Yeah. I would love to remove FFmpeg from our pipeline, but so far… I mean, four years in–
And that’s a third-party service?
[11:57] It’s a library and a binary. FFmpeg is like a command line tool. If you’re on macOS, you can brew-install FFmpeg, or if you’re on Linux, yum install, rpm install FFmpeg. And it’s a really nice and rich, robust, complicated piece of software, that does all sorts of encodings and decodings from different file formats. It does video, it does audio, and it can write ID3 tags onto your mp3’s. So we just use it for that purpose. We basically just tell it “Here’s my mp3 file. Here’s all the ID3 tags I want”, like the title of the show, the authors, the publish date etc. And we just tell it “Slap that onto the mp3”, and it basically just takes it and adds the headers.
So it’s just a command line tool that we just shell out to, and then it modifies the files in place… And it works. It doesn’t do everything we want it to do, like chapters, but it works for what we needed.
Yeah. I mean, it’s normally an hour-long audio file. I’d be surprised if it had chapters.
Well, we don’t have chapters; we would like to have chapters, because we think it’d be a cool feature for our listeners… But we haven’t added them yet, because of that reason - I would have to have a way of adding them in the admin… We could pre-process them and put them into the mp3 file and then upload it, but it’s kind of the same principle. We want the same representation of the message or the show on our website as is in the RSS feed, as is in the mp3 file. So if we’re gonna go through the trouble of adding chapters, we want our website to have those chapters as well.
Yeah.
So we wanna just put them in the admin while we’re adding all the show’s metadata - add the chapters, timestamp, title, whatever - and then have that written into the mp3 file. That’s the goal. And we can’t get there with FFmpeg, and I don’t have the time to build an ID3v2 library, so we’re kind of stuck.
Yup. And then - so you said the application is written in Elixir. I know you guys run Linode…
Yeah.
What database do you guys use?
It’s Postgres.
Okay.
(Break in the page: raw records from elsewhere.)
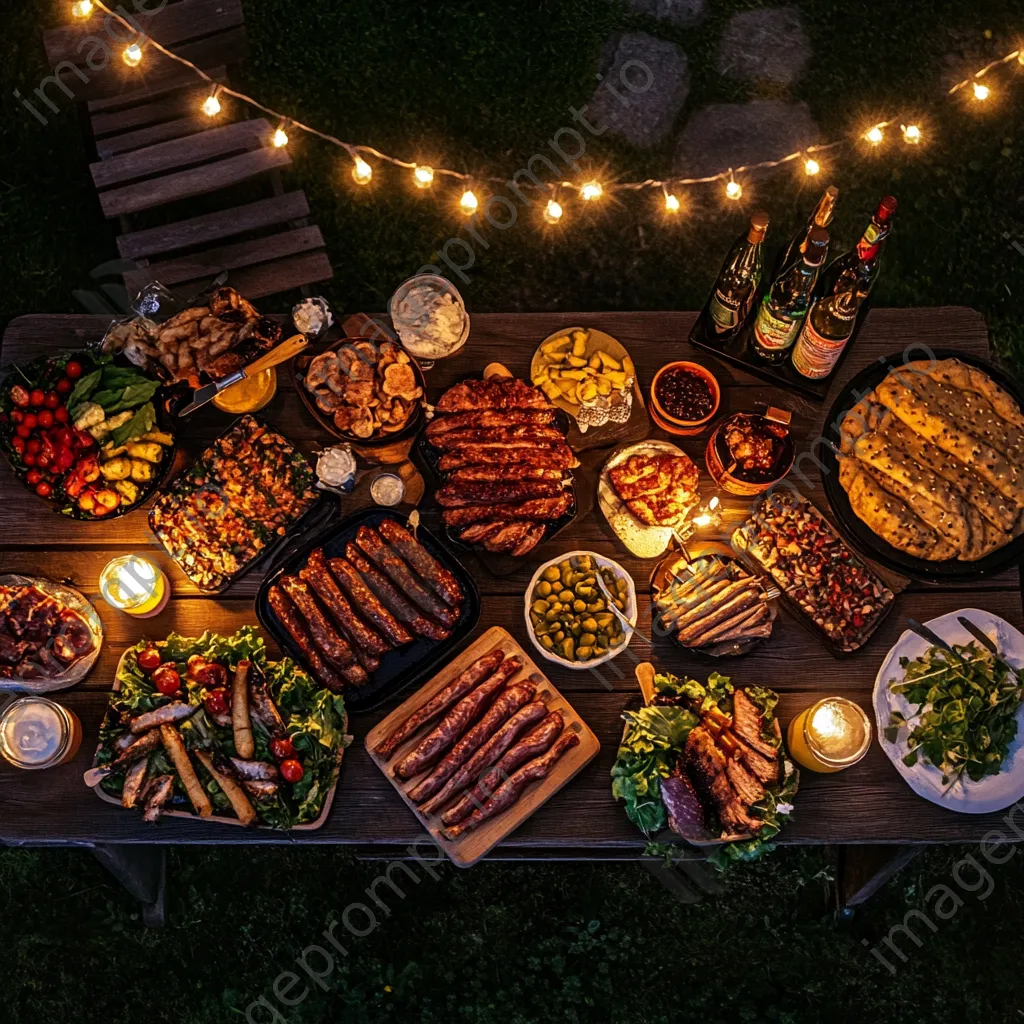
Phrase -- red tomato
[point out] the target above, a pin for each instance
(166, 679)
(148, 658)
(283, 750)
(216, 701)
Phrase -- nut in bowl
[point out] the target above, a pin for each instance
(568, 613)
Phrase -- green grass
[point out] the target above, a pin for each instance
(482, 86)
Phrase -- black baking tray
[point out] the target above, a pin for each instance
(398, 669)
(857, 531)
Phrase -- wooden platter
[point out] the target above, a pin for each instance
(469, 849)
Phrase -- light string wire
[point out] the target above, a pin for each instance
(424, 174)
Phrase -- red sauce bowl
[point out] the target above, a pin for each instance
(673, 424)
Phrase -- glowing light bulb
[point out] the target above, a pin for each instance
(361, 171)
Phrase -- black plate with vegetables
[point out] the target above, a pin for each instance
(85, 433)
(208, 727)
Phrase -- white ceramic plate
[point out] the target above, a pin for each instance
(631, 610)
(993, 793)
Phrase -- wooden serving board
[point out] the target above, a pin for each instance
(467, 850)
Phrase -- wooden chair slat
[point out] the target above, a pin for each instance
(213, 226)
(232, 257)
(195, 181)
(171, 26)
(165, 157)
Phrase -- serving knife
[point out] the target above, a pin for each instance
(288, 348)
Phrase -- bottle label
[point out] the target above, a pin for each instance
(724, 312)
(815, 355)
(772, 333)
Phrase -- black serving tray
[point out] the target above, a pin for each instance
(857, 531)
(398, 669)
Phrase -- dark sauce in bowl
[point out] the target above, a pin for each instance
(685, 394)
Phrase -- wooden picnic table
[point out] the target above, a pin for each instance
(867, 804)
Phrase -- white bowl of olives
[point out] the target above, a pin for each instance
(569, 617)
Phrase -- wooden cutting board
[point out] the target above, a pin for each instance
(468, 849)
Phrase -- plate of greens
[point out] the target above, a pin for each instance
(210, 728)
(951, 722)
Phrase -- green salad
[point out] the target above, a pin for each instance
(706, 761)
(185, 685)
(965, 711)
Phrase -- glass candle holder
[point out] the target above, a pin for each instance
(134, 585)
(829, 735)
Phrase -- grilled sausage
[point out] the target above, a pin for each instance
(366, 600)
(510, 791)
(465, 713)
(289, 617)
(440, 701)
(504, 707)
(385, 558)
(487, 755)
(359, 635)
(532, 744)
(386, 592)
(435, 576)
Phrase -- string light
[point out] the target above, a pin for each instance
(361, 171)
(553, 212)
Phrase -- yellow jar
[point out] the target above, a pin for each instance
(829, 735)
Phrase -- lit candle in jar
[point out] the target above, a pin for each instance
(134, 585)
(830, 735)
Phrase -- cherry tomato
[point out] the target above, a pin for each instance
(166, 679)
(148, 658)
(216, 701)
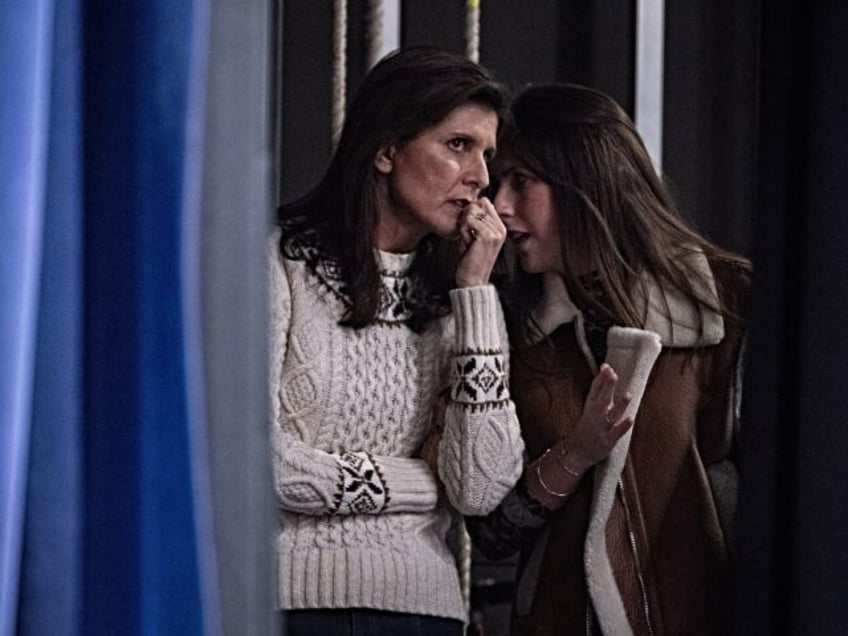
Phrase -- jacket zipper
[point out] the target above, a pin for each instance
(642, 588)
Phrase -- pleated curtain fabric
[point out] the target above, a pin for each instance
(106, 509)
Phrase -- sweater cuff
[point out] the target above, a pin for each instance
(477, 312)
(413, 486)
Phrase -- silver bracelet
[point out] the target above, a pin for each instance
(566, 467)
(552, 493)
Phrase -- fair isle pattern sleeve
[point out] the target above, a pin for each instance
(481, 451)
(363, 489)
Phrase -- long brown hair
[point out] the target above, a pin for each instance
(408, 91)
(614, 210)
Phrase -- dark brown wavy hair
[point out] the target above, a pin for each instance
(408, 91)
(613, 207)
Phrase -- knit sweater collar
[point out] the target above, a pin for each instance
(396, 263)
(682, 330)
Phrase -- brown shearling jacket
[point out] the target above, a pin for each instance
(661, 565)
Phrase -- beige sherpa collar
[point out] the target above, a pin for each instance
(681, 330)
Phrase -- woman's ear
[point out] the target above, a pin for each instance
(384, 161)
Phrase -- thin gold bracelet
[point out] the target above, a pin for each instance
(552, 493)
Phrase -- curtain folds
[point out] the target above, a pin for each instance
(106, 506)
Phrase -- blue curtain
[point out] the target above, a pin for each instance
(103, 517)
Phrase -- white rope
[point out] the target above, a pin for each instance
(375, 31)
(472, 30)
(339, 68)
(465, 564)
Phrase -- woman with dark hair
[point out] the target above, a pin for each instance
(627, 329)
(380, 303)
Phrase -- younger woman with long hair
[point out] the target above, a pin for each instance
(627, 328)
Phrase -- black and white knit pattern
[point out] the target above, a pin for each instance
(362, 489)
(479, 378)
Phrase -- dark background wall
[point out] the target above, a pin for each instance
(710, 83)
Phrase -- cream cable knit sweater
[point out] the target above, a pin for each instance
(362, 522)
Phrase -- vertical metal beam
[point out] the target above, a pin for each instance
(650, 47)
(391, 27)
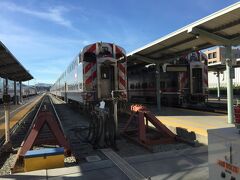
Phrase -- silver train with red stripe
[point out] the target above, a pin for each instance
(97, 73)
(182, 81)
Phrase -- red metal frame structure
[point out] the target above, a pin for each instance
(45, 117)
(142, 117)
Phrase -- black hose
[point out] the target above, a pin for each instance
(110, 132)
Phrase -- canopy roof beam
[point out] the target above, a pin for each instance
(210, 37)
(145, 59)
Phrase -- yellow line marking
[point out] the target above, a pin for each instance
(204, 112)
(18, 116)
(198, 128)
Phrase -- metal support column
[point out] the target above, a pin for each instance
(229, 84)
(15, 92)
(218, 87)
(158, 87)
(20, 92)
(6, 100)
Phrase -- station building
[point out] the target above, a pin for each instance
(215, 57)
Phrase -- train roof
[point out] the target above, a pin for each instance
(219, 28)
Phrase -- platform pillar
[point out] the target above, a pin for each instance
(158, 90)
(229, 84)
(15, 92)
(20, 91)
(6, 101)
(218, 87)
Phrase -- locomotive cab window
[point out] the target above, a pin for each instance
(104, 72)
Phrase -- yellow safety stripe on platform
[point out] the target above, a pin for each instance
(18, 116)
(197, 130)
(207, 112)
(195, 126)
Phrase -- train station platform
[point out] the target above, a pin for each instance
(17, 112)
(189, 164)
(198, 122)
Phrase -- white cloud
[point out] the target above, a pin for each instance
(54, 14)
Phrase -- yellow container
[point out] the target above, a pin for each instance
(44, 159)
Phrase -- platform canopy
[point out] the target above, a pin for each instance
(10, 67)
(219, 28)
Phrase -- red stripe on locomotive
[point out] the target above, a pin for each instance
(122, 68)
(122, 81)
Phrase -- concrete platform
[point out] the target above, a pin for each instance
(182, 164)
(17, 112)
(192, 120)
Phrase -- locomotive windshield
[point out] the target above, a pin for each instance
(197, 80)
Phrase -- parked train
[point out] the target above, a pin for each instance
(184, 81)
(26, 90)
(97, 73)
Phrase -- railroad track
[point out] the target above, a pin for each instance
(21, 126)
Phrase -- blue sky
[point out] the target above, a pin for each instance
(46, 35)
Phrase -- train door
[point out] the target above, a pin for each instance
(107, 79)
(197, 83)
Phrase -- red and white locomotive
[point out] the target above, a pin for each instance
(183, 81)
(94, 75)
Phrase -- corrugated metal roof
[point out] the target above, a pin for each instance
(10, 67)
(224, 23)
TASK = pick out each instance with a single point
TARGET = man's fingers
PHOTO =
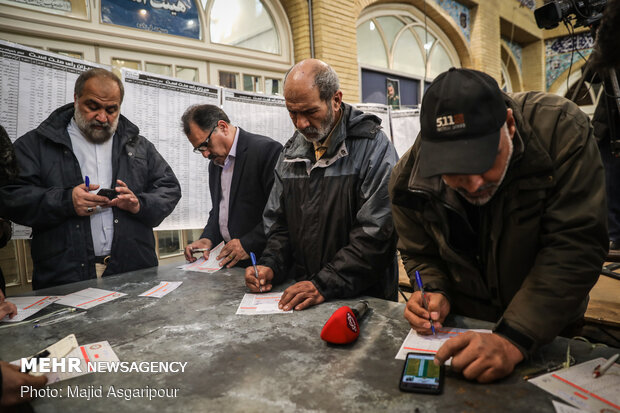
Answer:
(452, 347)
(233, 261)
(475, 369)
(250, 280)
(188, 254)
(294, 301)
(305, 304)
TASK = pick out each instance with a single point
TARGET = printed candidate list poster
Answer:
(257, 113)
(34, 83)
(155, 104)
(405, 129)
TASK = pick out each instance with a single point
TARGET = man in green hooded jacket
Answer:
(500, 206)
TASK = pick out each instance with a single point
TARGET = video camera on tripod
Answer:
(578, 13)
(586, 12)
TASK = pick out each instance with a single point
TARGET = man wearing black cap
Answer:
(500, 205)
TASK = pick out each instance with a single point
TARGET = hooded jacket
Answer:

I’ve seen Postgres everywhere. I’m MySQL, just because that’s what I started with, that’s what I know, that’s what I’ve learned… But what are the benefits to Postgres over MySQL, or vice-versa?
Yeah, that’s a nuanced conversation, and a deep one…
Okay…
In terms of the interface of how you use them, the differences are nil, because they both use SQL as a query language. So they’ll have specific features that the other one doesn’t have, and they’ll have little nuances, like MySQL handles this circumstance that way, and Postgres handles that circumstance this other way. And some people prefer one or the other.
Historically, MySQL was faster, but it also has kind of played fast and loose with your data… So Postgres was a little bit slower, both in terms of feature additions and just the way that the database worked. It was just generally slower, but more sturdy and stable with your data. That was the reputations that they gained. Now, over the years Postgres has started to move much faster, in terms of both operating speed and development speed… And MySQL has had a fraught history, because it was acquired by Oracle, and then spun off,and there’s MariaDB, and then there’s MySQL, and there’s Maria, and there’s licensing issues, and stuff like that…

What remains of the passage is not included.